Who better than Washington's controversial former first-rounder? Westbrook's few but celebrated flare-ups (a practice fight with Stephen Davis, a costly unsportsmanlike conduct penalty, disappointing production for a first rounder) doesn't help him in any controversy no matter how small. To the Cincinnati media, he has been nothing but candid, polite and accessible.

Both Bengals President Mike Brown and head coach Dick LeBeau think an inactive player's place is at the game, but Westbrook's image helped get him fried for doing something that is done commonly here.

"That's the way it's been my whole career," Westbrook said

Westbrook's gripe here is that as soon as he got healthy enough to play at the top of his game two weeks ago, the Bengals took him out of the starting lineup after he made four catches for 41 yards in the first three games, of which he stated two.
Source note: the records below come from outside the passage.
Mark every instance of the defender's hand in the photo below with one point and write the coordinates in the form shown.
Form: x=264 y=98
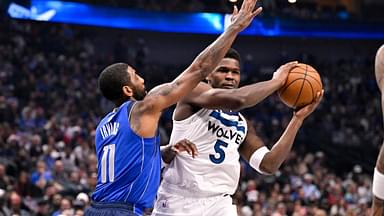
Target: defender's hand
x=281 y=74
x=241 y=19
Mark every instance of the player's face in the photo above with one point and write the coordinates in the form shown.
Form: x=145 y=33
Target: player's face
x=226 y=74
x=138 y=86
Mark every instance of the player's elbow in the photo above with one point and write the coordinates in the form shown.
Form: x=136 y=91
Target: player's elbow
x=236 y=103
x=201 y=68
x=268 y=168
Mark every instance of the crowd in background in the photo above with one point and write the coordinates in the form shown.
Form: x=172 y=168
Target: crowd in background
x=50 y=106
x=302 y=9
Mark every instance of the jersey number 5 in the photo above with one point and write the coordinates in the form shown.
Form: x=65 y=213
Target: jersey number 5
x=108 y=152
x=219 y=146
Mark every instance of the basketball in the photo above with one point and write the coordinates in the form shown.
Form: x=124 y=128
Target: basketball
x=301 y=87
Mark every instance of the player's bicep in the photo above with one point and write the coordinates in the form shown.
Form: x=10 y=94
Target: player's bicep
x=251 y=143
x=161 y=97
Now he's been benched, he says, when he can finally catch the ball with two hands after breaking the navicular bone in his left wrist on the third day of training camp.

"I understand where they're coming from," Westbrook said. "I didn't produce when I was on the field, but I'm upset not being able to get back on the field to show what I can do. I can't predict the future. I don't know. I was accused of not being able to get off the press (coverage). How many one-handed guys you know get off the press?"

Steve Zucker, Westbrook's agent, said his client has no desire to get released and said he only wants to play. If the Bengals cut him, they would absorb a relatively small $350,000 bonus on this year's salary cap.

"He thinks he can help them," Zucker said. "He thinks he's finally healthy now and that he can play the way they want him to play now that his wrist is better. He's not looking to do anything but play."

Westbrook insists when he's healthy, "I produce.. . Put on any tape."

He says his first 19 NFL catches for 16.5 yards in 1995 had him in the running for NFL Rookie of the Year before his sprained knee took him out of five games. Two weeks after breaking his other navicular bone during his break-out season of '99, he started a stretch in which his final 24 catches went for 15.7 yards and for three touchdowns of 25 yards or longer.

Brown, who has never had problems giving players second chances, won't write off Westbrook yet.

"You'd like him to have been at the game," Brown said. "That's a sign of support and involvement with the team.

"He's had a tough time," Brown said. "He thinks he can. He's a good player. He wants to show what he can do, but he doesn't get the opportunity and that bothers him. Week after week when they score 30 points and you score seven or less, you can get a little bit testy."